Le rôle du sucre dans la progression des tumeurs du cancer du poumon identifié par des chercheurs.

Cancer du poumon : le sucre comme carburant pour la tumeur ?

Cancer du poumon : le sucre comme carburant pour la tumeur ?

Et si notre alimentation influençait aussi le cancer du poumon ? Des chercheurs ont révélé le rôle inattendu du glycogène, une réserve de sucre dont les tumeurs pourraient tirer profit pour se développer.

En 2023, le cancer du poumon a touché 33 438 hommes et 19 339 femmes. Il est la première cause de mortalité par cancer en France. Responsable de 8 cas sur 10, le tabac multiplie par 10 à 15 le risque de développer la maladie. D’autres facteurs s’y ajoutent : l’exposition au radon, qui est la deuxième cause de cancer pulmonaire en France (6 à 15 % des cas), ainsi que l’amiante et la pollution atmosphérique.

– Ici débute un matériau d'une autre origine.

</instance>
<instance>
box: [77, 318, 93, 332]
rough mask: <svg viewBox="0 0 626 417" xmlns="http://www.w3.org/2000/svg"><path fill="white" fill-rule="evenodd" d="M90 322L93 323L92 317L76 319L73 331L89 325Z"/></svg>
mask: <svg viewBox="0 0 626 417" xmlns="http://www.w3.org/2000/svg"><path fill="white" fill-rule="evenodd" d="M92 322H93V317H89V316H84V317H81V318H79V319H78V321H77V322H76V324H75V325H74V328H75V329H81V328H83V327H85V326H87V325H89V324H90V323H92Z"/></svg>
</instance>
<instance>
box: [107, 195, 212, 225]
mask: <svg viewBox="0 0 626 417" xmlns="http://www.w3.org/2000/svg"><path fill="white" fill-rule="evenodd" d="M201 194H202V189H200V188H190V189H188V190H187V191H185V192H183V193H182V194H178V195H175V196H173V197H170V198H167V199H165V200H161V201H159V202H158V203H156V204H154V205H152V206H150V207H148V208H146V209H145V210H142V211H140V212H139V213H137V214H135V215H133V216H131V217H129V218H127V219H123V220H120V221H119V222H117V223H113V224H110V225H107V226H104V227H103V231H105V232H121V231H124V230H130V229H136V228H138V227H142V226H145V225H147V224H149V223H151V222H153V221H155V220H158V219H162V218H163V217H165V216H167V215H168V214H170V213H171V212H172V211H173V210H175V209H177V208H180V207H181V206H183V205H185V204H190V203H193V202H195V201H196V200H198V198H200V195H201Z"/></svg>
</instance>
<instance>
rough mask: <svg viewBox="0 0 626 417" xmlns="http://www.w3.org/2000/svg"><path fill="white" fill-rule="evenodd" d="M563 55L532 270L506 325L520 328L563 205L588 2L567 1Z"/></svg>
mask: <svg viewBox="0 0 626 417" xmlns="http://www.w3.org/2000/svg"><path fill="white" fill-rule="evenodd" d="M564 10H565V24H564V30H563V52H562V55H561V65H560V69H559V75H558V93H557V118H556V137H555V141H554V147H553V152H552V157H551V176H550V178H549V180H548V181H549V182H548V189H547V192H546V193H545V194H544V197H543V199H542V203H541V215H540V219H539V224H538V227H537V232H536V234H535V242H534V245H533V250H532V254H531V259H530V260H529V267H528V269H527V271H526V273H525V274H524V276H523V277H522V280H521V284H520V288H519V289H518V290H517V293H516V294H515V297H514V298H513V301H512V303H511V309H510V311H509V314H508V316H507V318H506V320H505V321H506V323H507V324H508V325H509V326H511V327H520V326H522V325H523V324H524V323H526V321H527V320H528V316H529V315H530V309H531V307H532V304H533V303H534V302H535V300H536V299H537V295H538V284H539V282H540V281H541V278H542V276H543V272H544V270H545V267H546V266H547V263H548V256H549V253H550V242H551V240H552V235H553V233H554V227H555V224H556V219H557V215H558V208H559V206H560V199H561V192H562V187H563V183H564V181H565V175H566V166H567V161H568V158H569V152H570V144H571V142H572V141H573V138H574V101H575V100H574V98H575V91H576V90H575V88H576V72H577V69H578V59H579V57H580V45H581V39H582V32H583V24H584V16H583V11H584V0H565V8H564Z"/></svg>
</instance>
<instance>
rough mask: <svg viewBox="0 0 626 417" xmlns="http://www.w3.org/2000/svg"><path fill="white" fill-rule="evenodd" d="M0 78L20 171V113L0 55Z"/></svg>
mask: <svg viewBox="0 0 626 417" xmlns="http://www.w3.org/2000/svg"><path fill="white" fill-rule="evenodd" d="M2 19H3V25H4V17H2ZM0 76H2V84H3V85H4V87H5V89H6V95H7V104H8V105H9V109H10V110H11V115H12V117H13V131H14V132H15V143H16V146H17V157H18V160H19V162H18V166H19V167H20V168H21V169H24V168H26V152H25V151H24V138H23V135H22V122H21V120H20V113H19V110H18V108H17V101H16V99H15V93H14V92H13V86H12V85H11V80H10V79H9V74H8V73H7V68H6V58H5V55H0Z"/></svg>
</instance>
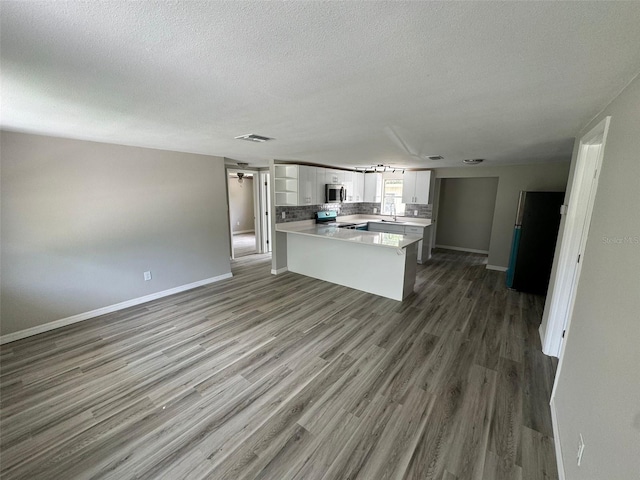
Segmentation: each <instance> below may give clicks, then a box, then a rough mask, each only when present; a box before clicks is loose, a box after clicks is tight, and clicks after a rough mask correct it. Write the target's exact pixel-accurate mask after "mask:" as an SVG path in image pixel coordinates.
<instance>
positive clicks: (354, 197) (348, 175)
mask: <svg viewBox="0 0 640 480" xmlns="http://www.w3.org/2000/svg"><path fill="white" fill-rule="evenodd" d="M354 175H355V173H354V172H342V176H343V179H344V180H343V181H342V184H343V185H344V189H345V190H346V191H347V198H346V199H345V203H353V202H355V197H354V195H353V194H354V191H353V177H354Z"/></svg>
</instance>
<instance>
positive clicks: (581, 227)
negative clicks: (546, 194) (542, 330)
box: [542, 117, 611, 390]
mask: <svg viewBox="0 0 640 480" xmlns="http://www.w3.org/2000/svg"><path fill="white" fill-rule="evenodd" d="M610 120H611V117H606V118H604V119H603V120H602V121H601V122H600V123H598V125H596V126H595V127H594V128H592V129H591V130H590V131H589V132H588V133H587V134H586V135H584V136H583V137H582V138H581V139H580V144H579V147H578V154H577V156H576V167H575V172H574V175H573V182H572V184H571V192H570V197H569V204H568V206H567V207H566V218H565V225H564V230H563V232H562V240H561V242H560V243H559V247H560V249H559V255H558V266H557V269H556V274H555V279H554V280H555V281H554V285H553V290H552V291H550V292H549V295H548V297H547V299H548V301H549V302H550V303H549V314H548V316H547V327H546V330H545V335H544V338H543V342H542V351H543V353H545V354H546V355H551V356H557V357H558V358H559V359H560V360H561V359H562V353H563V352H564V345H565V343H566V338H567V336H568V333H569V326H570V321H571V314H572V313H573V304H574V300H575V292H576V289H577V286H578V282H579V280H580V271H581V269H582V261H583V256H584V248H585V245H586V241H587V236H588V232H589V225H590V223H591V214H592V212H593V204H594V201H595V195H596V191H597V188H598V179H599V176H600V171H601V169H602V161H603V156H604V148H605V144H606V140H607V133H608V131H609V123H610ZM585 203H586V204H585ZM563 333H564V337H563ZM563 338H564V341H563ZM559 369H560V364H559V365H558V372H559ZM557 377H558V374H557V373H556V378H557ZM554 390H555V388H554Z"/></svg>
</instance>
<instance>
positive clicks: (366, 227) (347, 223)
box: [316, 210, 367, 230]
mask: <svg viewBox="0 0 640 480" xmlns="http://www.w3.org/2000/svg"><path fill="white" fill-rule="evenodd" d="M337 218H338V212H337V211H335V210H324V211H321V212H316V223H317V224H321V225H327V226H331V227H338V228H350V229H353V230H366V229H367V223H366V222H364V223H362V222H361V223H353V222H338V221H337Z"/></svg>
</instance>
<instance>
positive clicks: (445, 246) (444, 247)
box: [436, 245, 489, 255]
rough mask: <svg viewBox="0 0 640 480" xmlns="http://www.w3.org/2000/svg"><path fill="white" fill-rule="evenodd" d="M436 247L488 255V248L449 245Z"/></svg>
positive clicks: (463, 251)
mask: <svg viewBox="0 0 640 480" xmlns="http://www.w3.org/2000/svg"><path fill="white" fill-rule="evenodd" d="M436 248H444V249H445V250H455V251H456V252H469V253H482V254H483V255H489V250H476V249H473V248H464V247H452V246H451V245H436Z"/></svg>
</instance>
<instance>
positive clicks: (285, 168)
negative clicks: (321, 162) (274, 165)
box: [274, 165, 298, 206]
mask: <svg viewBox="0 0 640 480" xmlns="http://www.w3.org/2000/svg"><path fill="white" fill-rule="evenodd" d="M274 190H275V194H276V205H278V206H280V205H285V206H295V205H298V165H276V166H275V178H274Z"/></svg>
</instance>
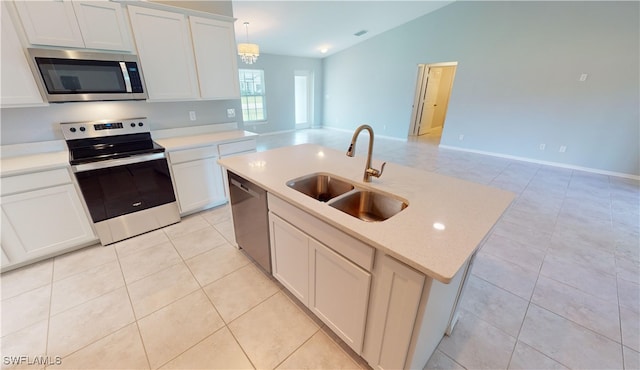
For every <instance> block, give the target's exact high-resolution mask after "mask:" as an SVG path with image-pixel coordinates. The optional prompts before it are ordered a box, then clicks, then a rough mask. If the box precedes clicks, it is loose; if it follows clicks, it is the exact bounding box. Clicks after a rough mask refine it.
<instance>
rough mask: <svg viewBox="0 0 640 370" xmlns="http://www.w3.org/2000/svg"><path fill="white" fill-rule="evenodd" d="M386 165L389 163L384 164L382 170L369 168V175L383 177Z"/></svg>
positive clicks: (382, 167) (382, 166)
mask: <svg viewBox="0 0 640 370" xmlns="http://www.w3.org/2000/svg"><path fill="white" fill-rule="evenodd" d="M386 164H387V162H383V163H382V167H380V170H376V169H375V168H367V173H368V174H369V175H371V176H374V177H380V176H382V172H383V171H384V166H385V165H386Z"/></svg>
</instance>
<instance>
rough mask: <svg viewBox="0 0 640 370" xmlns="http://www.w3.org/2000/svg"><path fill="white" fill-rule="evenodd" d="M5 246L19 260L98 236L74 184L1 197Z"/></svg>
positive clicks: (29, 191)
mask: <svg viewBox="0 0 640 370" xmlns="http://www.w3.org/2000/svg"><path fill="white" fill-rule="evenodd" d="M0 207H1V208H2V249H3V250H4V252H5V253H6V254H7V257H9V259H10V260H11V263H18V262H22V261H26V260H29V259H32V258H36V257H40V256H43V255H47V254H51V253H54V252H57V251H61V250H63V249H65V248H68V247H73V246H77V245H80V244H82V243H86V242H90V241H92V240H95V238H96V237H95V235H94V233H93V231H92V229H91V225H90V223H89V219H88V218H87V215H86V214H85V212H84V209H83V208H82V203H81V201H80V198H79V197H78V194H77V192H76V190H75V188H74V187H73V185H72V184H65V185H59V186H55V187H51V188H46V189H41V190H35V191H29V192H26V193H19V194H14V195H9V196H3V197H2V198H1V199H0Z"/></svg>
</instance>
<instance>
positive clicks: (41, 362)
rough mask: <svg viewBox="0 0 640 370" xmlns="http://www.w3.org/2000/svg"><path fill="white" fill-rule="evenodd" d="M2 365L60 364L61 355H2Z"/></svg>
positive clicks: (61, 357)
mask: <svg viewBox="0 0 640 370" xmlns="http://www.w3.org/2000/svg"><path fill="white" fill-rule="evenodd" d="M2 364H3V365H7V366H8V365H29V366H31V365H44V366H51V365H61V364H62V357H61V356H27V355H21V356H2Z"/></svg>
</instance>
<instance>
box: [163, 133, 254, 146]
mask: <svg viewBox="0 0 640 370" xmlns="http://www.w3.org/2000/svg"><path fill="white" fill-rule="evenodd" d="M256 137H258V134H255V133H253V132H249V131H242V130H233V131H222V132H212V133H205V134H198V135H187V136H178V137H169V138H154V140H155V142H157V143H158V144H160V145H162V146H163V147H165V149H167V150H168V151H172V150H180V149H188V148H196V147H199V146H205V145H210V144H213V143H215V144H223V143H225V142H231V141H238V140H243V139H252V138H256Z"/></svg>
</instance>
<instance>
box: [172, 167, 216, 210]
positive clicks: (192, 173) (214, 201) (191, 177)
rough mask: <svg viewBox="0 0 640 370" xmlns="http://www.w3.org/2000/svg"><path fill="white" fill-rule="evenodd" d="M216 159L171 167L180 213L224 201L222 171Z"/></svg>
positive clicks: (206, 207) (200, 207) (209, 206)
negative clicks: (179, 209) (177, 198)
mask: <svg viewBox="0 0 640 370" xmlns="http://www.w3.org/2000/svg"><path fill="white" fill-rule="evenodd" d="M216 161H217V158H205V159H200V160H196V161H192V162H187V163H180V164H176V165H173V166H172V167H173V173H174V175H175V184H176V193H177V194H178V204H179V205H180V213H181V214H186V213H191V212H194V211H198V210H201V209H205V208H208V207H212V206H214V205H216V204H222V203H224V202H225V201H226V197H225V194H224V188H223V187H222V185H223V182H222V169H221V168H220V165H218V163H217V162H216Z"/></svg>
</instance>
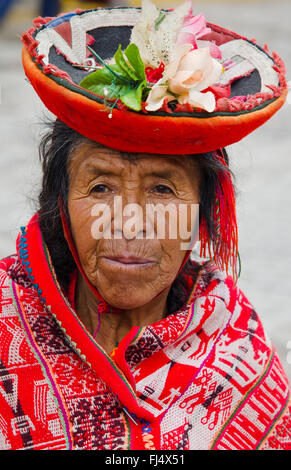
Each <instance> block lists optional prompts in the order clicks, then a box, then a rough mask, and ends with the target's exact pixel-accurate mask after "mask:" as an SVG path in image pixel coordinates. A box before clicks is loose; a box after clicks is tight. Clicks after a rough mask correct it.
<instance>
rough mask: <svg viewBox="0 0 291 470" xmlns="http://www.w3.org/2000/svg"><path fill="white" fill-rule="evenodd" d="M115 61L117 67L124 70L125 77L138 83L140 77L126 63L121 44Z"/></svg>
mask: <svg viewBox="0 0 291 470" xmlns="http://www.w3.org/2000/svg"><path fill="white" fill-rule="evenodd" d="M114 59H115V62H116V63H117V65H118V66H119V67H120V68H121V69H122V71H123V75H126V77H127V78H130V79H131V80H134V81H137V80H138V79H139V77H138V75H137V74H136V72H135V70H134V69H133V68H132V67H130V66H129V65H128V63H127V62H126V60H125V58H124V56H123V52H122V50H121V44H119V47H118V50H117V52H116V53H115V54H114Z"/></svg>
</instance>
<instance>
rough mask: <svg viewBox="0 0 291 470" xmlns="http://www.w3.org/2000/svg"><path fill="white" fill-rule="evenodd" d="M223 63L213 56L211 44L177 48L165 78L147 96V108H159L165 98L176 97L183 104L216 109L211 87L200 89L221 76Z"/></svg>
mask: <svg viewBox="0 0 291 470" xmlns="http://www.w3.org/2000/svg"><path fill="white" fill-rule="evenodd" d="M222 71H223V67H222V64H221V63H220V62H218V60H216V59H214V58H213V57H212V56H211V54H210V50H209V48H201V49H192V45H191V44H183V45H181V46H178V47H176V48H175V50H174V52H173V54H172V56H171V60H170V63H169V64H168V66H167V67H166V69H165V72H164V74H163V78H162V79H161V80H159V82H157V83H156V84H155V85H154V86H153V88H152V89H151V91H150V93H149V96H148V98H147V105H146V110H147V111H157V110H158V109H160V108H161V107H162V105H163V102H164V99H165V98H166V97H170V98H171V99H172V100H173V99H177V100H178V102H179V103H180V104H185V103H189V104H190V105H192V106H195V107H199V108H202V109H205V110H206V111H208V112H210V113H211V112H213V111H214V110H215V106H216V100H215V95H214V94H213V93H212V92H211V91H208V92H207V93H201V92H202V91H203V90H206V89H207V88H208V87H210V86H211V85H214V84H215V83H216V82H217V81H218V80H219V78H220V76H221V73H222Z"/></svg>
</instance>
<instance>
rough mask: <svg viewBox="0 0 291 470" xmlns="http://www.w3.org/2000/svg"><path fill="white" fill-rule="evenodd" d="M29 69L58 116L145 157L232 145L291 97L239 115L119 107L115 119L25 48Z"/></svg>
mask: <svg viewBox="0 0 291 470" xmlns="http://www.w3.org/2000/svg"><path fill="white" fill-rule="evenodd" d="M23 66H24V69H25V73H26V75H27V77H28V78H29V80H30V82H31V84H32V85H33V87H34V88H35V90H36V92H37V93H38V95H39V96H40V98H41V100H42V101H43V102H44V104H45V105H46V106H47V108H48V109H49V110H50V111H51V112H52V113H53V114H55V115H56V116H57V117H58V118H59V119H61V120H62V121H64V122H65V123H66V124H67V125H68V126H70V127H71V128H73V129H75V130H76V131H77V132H80V133H81V134H83V135H84V136H86V137H88V138H89V139H92V140H95V141H98V142H100V143H101V144H103V145H105V146H107V147H110V148H113V149H117V150H121V151H125V152H137V153H138V152H140V149H142V150H143V152H144V153H157V154H161V155H163V154H166V155H173V154H174V155H175V154H176V155H179V154H191V153H203V152H207V151H211V150H216V149H218V148H221V147H226V146H228V145H230V144H233V143H234V142H237V141H239V140H241V139H242V138H243V137H245V136H246V135H248V134H249V133H250V132H252V131H253V130H255V129H256V128H257V127H259V126H261V125H262V124H263V123H264V122H266V121H267V120H268V119H269V118H270V117H271V116H272V115H273V114H274V113H275V112H276V111H278V109H280V108H281V106H282V105H283V104H284V102H285V99H286V96H287V90H284V91H283V92H282V94H281V96H279V97H278V98H277V99H276V100H275V101H273V102H272V103H270V104H269V105H267V106H265V107H263V108H262V109H256V110H252V111H251V112H249V113H242V114H239V115H233V116H231V115H230V116H223V115H219V116H215V117H209V118H199V117H182V116H180V117H175V116H154V115H146V114H140V113H135V112H131V111H125V110H124V109H123V110H122V111H121V110H119V109H116V108H115V109H114V110H113V114H112V119H108V116H107V114H106V112H104V106H103V104H100V103H98V102H96V101H93V100H92V99H90V98H87V97H85V96H83V95H81V94H80V93H78V92H77V91H76V92H75V91H71V90H69V89H68V88H66V87H65V86H63V85H60V84H57V83H56V82H55V81H53V80H52V79H51V78H50V77H49V76H47V75H45V74H43V73H42V72H41V70H40V69H39V68H38V67H37V66H36V64H35V63H34V62H33V60H32V59H31V57H30V55H29V53H28V52H27V50H26V49H25V48H24V49H23ZM223 99H224V100H225V98H221V100H223ZM149 136H150V138H149Z"/></svg>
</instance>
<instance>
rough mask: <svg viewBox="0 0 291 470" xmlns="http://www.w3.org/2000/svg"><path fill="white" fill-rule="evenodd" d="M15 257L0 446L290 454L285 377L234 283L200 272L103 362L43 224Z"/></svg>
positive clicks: (30, 236) (0, 364) (263, 334)
mask: <svg viewBox="0 0 291 470" xmlns="http://www.w3.org/2000/svg"><path fill="white" fill-rule="evenodd" d="M17 252H18V254H17V255H14V256H11V257H9V258H6V259H4V260H2V261H1V262H0V449H36V450H38V449H49V450H53V449H89V450H90V449H91V450H96V449H105V450H113V449H114V450H117V449H124V450H126V449H165V450H166V449H167V450H170V449H173V450H175V449H180V450H182V449H223V450H225V449H243V450H249V449H253V450H255V449H286V450H287V449H289V450H290V449H291V413H290V404H289V403H290V402H289V385H288V381H287V378H286V375H285V373H284V371H283V369H282V366H281V364H280V360H279V358H278V356H277V353H276V351H274V348H273V347H272V345H271V344H270V341H269V339H268V337H267V336H266V334H265V332H264V329H263V327H262V324H261V321H260V319H259V317H258V315H257V313H256V312H255V310H254V309H253V307H252V305H250V303H249V302H248V300H247V298H246V297H245V296H244V294H243V293H242V292H241V291H240V290H239V289H238V288H237V287H236V286H235V284H234V282H233V280H232V279H231V277H225V275H224V274H223V273H221V272H220V271H219V270H218V269H216V268H214V267H211V266H209V265H204V266H202V267H201V269H200V274H199V277H198V279H197V280H194V279H193V280H192V285H191V282H189V299H188V301H187V303H186V304H185V305H184V306H183V308H182V309H181V310H180V311H178V312H176V313H174V314H171V315H169V316H167V317H166V318H163V319H162V320H160V321H159V322H156V323H154V324H152V325H149V326H147V327H144V328H138V327H135V328H133V329H132V330H131V331H130V332H129V333H128V334H127V335H126V337H125V338H124V339H123V340H122V341H121V343H120V344H119V345H118V347H117V348H116V349H115V350H114V353H112V354H111V355H108V354H106V352H105V351H104V350H103V349H102V348H101V347H100V346H99V345H98V344H97V343H96V341H95V340H94V338H92V336H91V335H90V333H89V332H88V331H87V330H86V329H85V327H84V325H83V324H82V323H81V322H80V320H79V319H78V317H77V314H76V312H75V311H74V309H73V307H72V305H71V303H70V301H69V299H68V298H67V296H66V295H65V294H64V293H63V292H62V291H61V289H60V286H59V284H58V282H57V281H56V279H55V275H54V271H53V267H52V265H51V261H50V257H49V253H48V252H47V249H46V246H45V244H44V243H43V240H42V237H41V233H40V230H39V228H38V224H37V217H36V216H35V217H34V218H33V219H32V221H31V222H30V223H29V224H28V226H27V227H25V228H23V229H22V233H21V234H20V236H19V237H18V242H17ZM196 272H197V265H196Z"/></svg>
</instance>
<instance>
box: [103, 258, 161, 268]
mask: <svg viewBox="0 0 291 470" xmlns="http://www.w3.org/2000/svg"><path fill="white" fill-rule="evenodd" d="M102 258H103V259H104V260H106V261H107V262H109V263H110V264H112V265H116V267H122V268H125V269H132V268H142V267H149V266H152V265H153V264H155V262H154V261H153V260H151V259H148V258H139V257H136V256H102Z"/></svg>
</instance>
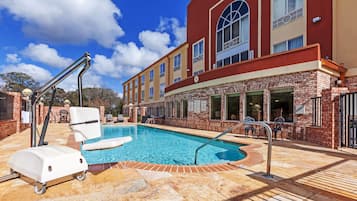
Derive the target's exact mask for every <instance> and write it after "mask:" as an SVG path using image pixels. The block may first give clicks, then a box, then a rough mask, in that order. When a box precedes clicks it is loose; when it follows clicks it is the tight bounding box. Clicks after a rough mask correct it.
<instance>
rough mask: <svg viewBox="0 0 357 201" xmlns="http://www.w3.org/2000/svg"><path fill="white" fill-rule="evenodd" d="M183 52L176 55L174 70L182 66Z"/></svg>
mask: <svg viewBox="0 0 357 201" xmlns="http://www.w3.org/2000/svg"><path fill="white" fill-rule="evenodd" d="M181 57H182V56H181V53H179V54H177V55H175V56H174V71H176V70H180V68H181Z"/></svg>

Selon une étude publiée en 2025 dans la revue Nature Metabolism, une mauvaise alimentation pourrait également accroître le risque de cancer du poumon. « Traditionnellement, le cancer du poumon n’est pas considéré comme une maladie liée à l’alimentation, » explique Ramon Sun, Ph. D., professeur associé et directeur du UF Center for Advanced Spatial Biomolecule Research (Université de Floride, États-Unis). « C’est le cas pour des maladies comme le cancer du pancréas ou du foie, certes. En revanche, s’agissant du cancer du poumon, l’idée qu’une alimentation inadaptée puisse jouer un rôle est rarement évoquée. »

C’est cette piste que l’équipe de Ramon Sun a voulu explorer, en se concentrant sur l’adénocarcinome pulmonaire, qui représente 40 % des diagnostics de cancer du poumon dans le monde. Les chercheurs se sont particulièrement intéressés au glycogène, déjà retrouvé en quantités élevées dans plusieurs cancers (sein, rein, foie). Le glycogène est la forme sous laquelle notre organisme stocke le glucose en excès, utilisé comme source d’énergie par nos cellules. Pour mener leurs recherches, les scientifiques ont utilisé une technique d’imagerie pour cartographier les molécules présentes dans les tissus et repérer l’accumulation de glycogène dans les tumeurs.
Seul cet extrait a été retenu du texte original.